Crescita in Europa, non assistenzialismo

martedì 10 marzo 2015


Come si risana un Paese in crisi? Non come sta facendo la Grecia che sta pietendo soldi all’Unione europea, soldi che non sempre e non ancora potranno essere concessi, né con l’assistenzialismo pubblico sociale; ciò vuole dire che, dando soldi in buoni pasto gratis, alloggi gratis, energia gratis e non riscuotendo i debiti dei cittadini verso lo Stato, si va in malora.

Tsipras è stato eletto in Grecia, non solo quale reazione del popolo greco contro le politiche sbagliate dell’austerità imposta dall’Europa tedesca, ma perché andasse a chiedere, proporre e dire, proprio sull’onda del feroce malcontento e della miseria, la necessità di rimodulare, riformulare e ridefinire l’Unione europea in nuovi termini. Un Paese malmesso, così come uno Stato membro in crisi economica, si rimette in moto, pertanto, non con interventi di tipo assistenzialistico, ma occupandosi, favorendola, di crescita, dando l’avvio ad investimenti e infrastrutture, sia a livello nazionale che europeo.
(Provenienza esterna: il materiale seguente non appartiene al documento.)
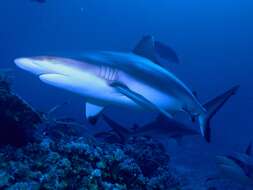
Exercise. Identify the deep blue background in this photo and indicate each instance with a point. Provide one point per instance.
(213, 39)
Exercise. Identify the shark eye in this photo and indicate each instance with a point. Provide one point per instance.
(44, 58)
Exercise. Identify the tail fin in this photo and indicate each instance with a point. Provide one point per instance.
(212, 107)
(123, 133)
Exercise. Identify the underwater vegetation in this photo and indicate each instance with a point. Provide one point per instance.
(60, 157)
(40, 152)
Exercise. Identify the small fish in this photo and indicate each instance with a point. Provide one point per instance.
(160, 128)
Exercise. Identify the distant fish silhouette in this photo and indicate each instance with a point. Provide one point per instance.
(160, 128)
(238, 166)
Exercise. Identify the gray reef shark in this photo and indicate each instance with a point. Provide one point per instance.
(131, 79)
(238, 166)
(160, 128)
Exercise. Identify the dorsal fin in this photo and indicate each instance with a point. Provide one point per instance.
(149, 48)
(248, 150)
(146, 48)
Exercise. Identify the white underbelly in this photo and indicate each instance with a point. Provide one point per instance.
(97, 91)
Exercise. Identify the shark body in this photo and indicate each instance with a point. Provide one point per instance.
(133, 79)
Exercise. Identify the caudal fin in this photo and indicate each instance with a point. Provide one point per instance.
(123, 133)
(212, 107)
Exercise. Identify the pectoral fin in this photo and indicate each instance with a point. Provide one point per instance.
(92, 112)
(138, 99)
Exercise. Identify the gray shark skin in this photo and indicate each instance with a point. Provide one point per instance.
(160, 128)
(134, 80)
(238, 166)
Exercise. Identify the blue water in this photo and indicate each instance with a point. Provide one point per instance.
(213, 39)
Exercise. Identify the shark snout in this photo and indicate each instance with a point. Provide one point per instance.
(31, 65)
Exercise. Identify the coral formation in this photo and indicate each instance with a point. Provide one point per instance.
(18, 119)
(55, 155)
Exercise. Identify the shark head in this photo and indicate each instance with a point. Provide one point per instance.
(41, 65)
(76, 76)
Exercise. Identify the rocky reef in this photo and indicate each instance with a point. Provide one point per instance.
(38, 154)
(18, 119)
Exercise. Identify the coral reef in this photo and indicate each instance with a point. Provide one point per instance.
(18, 119)
(81, 163)
(60, 154)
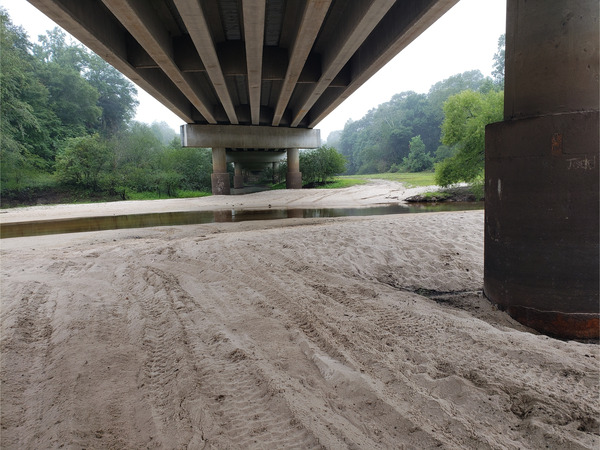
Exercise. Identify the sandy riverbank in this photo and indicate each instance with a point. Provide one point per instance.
(300, 333)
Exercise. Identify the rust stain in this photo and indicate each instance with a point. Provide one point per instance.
(556, 144)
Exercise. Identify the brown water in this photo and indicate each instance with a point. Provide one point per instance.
(83, 224)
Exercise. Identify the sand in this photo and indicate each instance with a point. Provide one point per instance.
(367, 332)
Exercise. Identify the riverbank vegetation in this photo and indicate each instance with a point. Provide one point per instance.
(67, 134)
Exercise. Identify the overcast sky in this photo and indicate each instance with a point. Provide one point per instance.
(466, 38)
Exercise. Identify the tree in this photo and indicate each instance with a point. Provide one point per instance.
(82, 160)
(499, 62)
(24, 112)
(418, 160)
(116, 95)
(318, 165)
(466, 115)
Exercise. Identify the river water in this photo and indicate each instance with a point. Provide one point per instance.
(84, 224)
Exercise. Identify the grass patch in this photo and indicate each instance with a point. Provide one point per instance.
(192, 194)
(342, 182)
(408, 179)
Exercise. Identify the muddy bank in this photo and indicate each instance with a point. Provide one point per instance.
(366, 332)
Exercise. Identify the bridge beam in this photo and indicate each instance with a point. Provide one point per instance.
(542, 171)
(252, 137)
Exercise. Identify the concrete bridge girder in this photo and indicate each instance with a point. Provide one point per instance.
(278, 72)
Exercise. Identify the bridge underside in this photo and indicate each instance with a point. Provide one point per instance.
(278, 63)
(252, 78)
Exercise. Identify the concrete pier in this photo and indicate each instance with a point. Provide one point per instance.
(294, 176)
(238, 177)
(256, 147)
(542, 171)
(220, 178)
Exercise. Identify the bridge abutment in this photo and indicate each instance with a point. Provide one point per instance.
(220, 178)
(542, 171)
(294, 176)
(238, 177)
(253, 144)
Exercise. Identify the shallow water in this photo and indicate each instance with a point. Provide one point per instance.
(83, 224)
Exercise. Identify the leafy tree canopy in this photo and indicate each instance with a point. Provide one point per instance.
(466, 115)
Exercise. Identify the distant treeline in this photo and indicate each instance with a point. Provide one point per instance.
(65, 125)
(430, 125)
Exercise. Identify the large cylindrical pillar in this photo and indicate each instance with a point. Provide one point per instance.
(238, 177)
(542, 171)
(294, 176)
(220, 178)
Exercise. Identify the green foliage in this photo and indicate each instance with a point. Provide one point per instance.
(499, 61)
(321, 164)
(417, 160)
(379, 142)
(82, 161)
(466, 115)
(116, 95)
(444, 152)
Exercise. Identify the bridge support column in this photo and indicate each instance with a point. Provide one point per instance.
(542, 171)
(294, 176)
(220, 178)
(238, 177)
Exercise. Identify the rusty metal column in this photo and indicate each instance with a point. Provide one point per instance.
(294, 176)
(220, 178)
(238, 178)
(542, 171)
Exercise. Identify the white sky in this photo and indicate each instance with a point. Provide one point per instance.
(466, 38)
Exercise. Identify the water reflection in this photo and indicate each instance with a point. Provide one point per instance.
(77, 225)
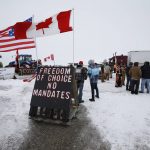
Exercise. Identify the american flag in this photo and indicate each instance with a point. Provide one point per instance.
(9, 43)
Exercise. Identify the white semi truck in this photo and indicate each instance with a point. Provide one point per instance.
(139, 56)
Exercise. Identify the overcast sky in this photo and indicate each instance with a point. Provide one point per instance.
(101, 27)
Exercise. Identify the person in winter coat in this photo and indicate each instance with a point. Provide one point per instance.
(128, 83)
(93, 73)
(135, 73)
(145, 69)
(80, 76)
(107, 71)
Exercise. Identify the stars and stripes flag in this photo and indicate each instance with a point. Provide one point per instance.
(8, 42)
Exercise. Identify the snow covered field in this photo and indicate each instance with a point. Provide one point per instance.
(121, 118)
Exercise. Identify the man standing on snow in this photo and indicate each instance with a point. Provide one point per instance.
(135, 73)
(128, 83)
(145, 77)
(80, 76)
(93, 72)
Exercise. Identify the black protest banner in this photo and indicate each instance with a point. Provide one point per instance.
(53, 87)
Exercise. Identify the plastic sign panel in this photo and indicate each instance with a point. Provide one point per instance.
(53, 87)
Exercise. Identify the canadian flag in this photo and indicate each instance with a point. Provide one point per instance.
(58, 23)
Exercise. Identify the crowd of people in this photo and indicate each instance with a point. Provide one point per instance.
(132, 74)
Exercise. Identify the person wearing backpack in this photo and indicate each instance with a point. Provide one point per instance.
(80, 76)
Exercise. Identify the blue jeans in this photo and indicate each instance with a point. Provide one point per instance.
(80, 90)
(147, 82)
(128, 84)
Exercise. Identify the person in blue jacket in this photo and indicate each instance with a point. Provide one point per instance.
(93, 73)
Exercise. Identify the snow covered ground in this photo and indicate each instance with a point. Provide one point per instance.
(121, 118)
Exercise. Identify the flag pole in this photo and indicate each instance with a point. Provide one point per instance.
(73, 34)
(35, 45)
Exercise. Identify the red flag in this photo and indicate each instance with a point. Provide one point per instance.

Gli Stati membri hanno vissuto finora fondamentalmente elevando il proprio debito. Che vuole dire, ad esempio, che, in Italia, la democrazia italiana così come il Partito comunista e ogni partito politico esistente ieri e tuttora sono stati e sono essenzialmente superflui dato che, per alzare l’asticella del debito, non ci sarebbe voluto tutto un apparato politico stipendiato ma, se il “gioco” si sostanzia nell’allargare ed espandere uno smodato debito, chiunque è e sarebbe stato capace e in grado di farlo. In sostanza, dunque, la ricchezza economica di anni si è basata sull’espansione del debito, invece che su un’economia di produzione. L’allargamento del debito pubblico è rimasto peraltro “protetto” e “coperto” dalla pressoché impossibile dichiarazione di insolvenza o default degli Stati, stante l’inesistenza di disciplina giuridica economica a valenza globale. Così, mentre un qualsiasi settore di tipo privato soggiaceva e tuttora soggiace, in assenza di efficienza, a fallimenti e insolvenze, le insolvenze pubbliche nazionali non sono pervenute e di fatto sono inesistenti perché prive di previsione o qualsivoglia regolamentazione. Un individuo e un’impresa potevano e possono fallire, mentre uno Stato e uno Stato membro in Europa fondamentalmente no, innanzitutto perché non c’è regola globale alcuna. L’espressione “troppo grande per fallire” (too big to fail) è stata non troppo erroneamente detta “troppo grande per andare in galera” (too big to jail). Non esistendo l’Unione politica europea, si rimane in balìa, da una parte di gruppi e burocrazie bancarie economiche non elette ma che decidono degli Stati, per gli Stati e per ogni cittadino europeo, e, dall’altra, non esistendo disciplina o regolamentazione globale alcuna, si applicano in sostanza le regole dei contratti afferenti ai mercati finanziari, quali novelle leges mercatoriae sostanzianti essenzialmente il moderno diritto della globalizzazione.

L’Unione europea poggia oggi su un’unione monetaria difettosa, non sull’Unione economica fiscale, e tantomeno politica. Ne consegue che gli Stati membri indebitati, forzati oggi dal dramma della crisi per l’austerità tedesca europea oltre che dalle necessità impellenti della Grecia, avrebbero oggi l’opportunità storica di completare il disegno dei padri fondatori europei e definire l’Europa politica e il suo ruolo politico non solo per se stessa ma per la sua stessa esistenza nel contesto globale. Avrebbe oggi l’occasione di divenire l’Unione politica europea nel mondo, un’Europa politica nuova della crescita e del benessere, l’Europa politicamente unita e democraticamente legittimata.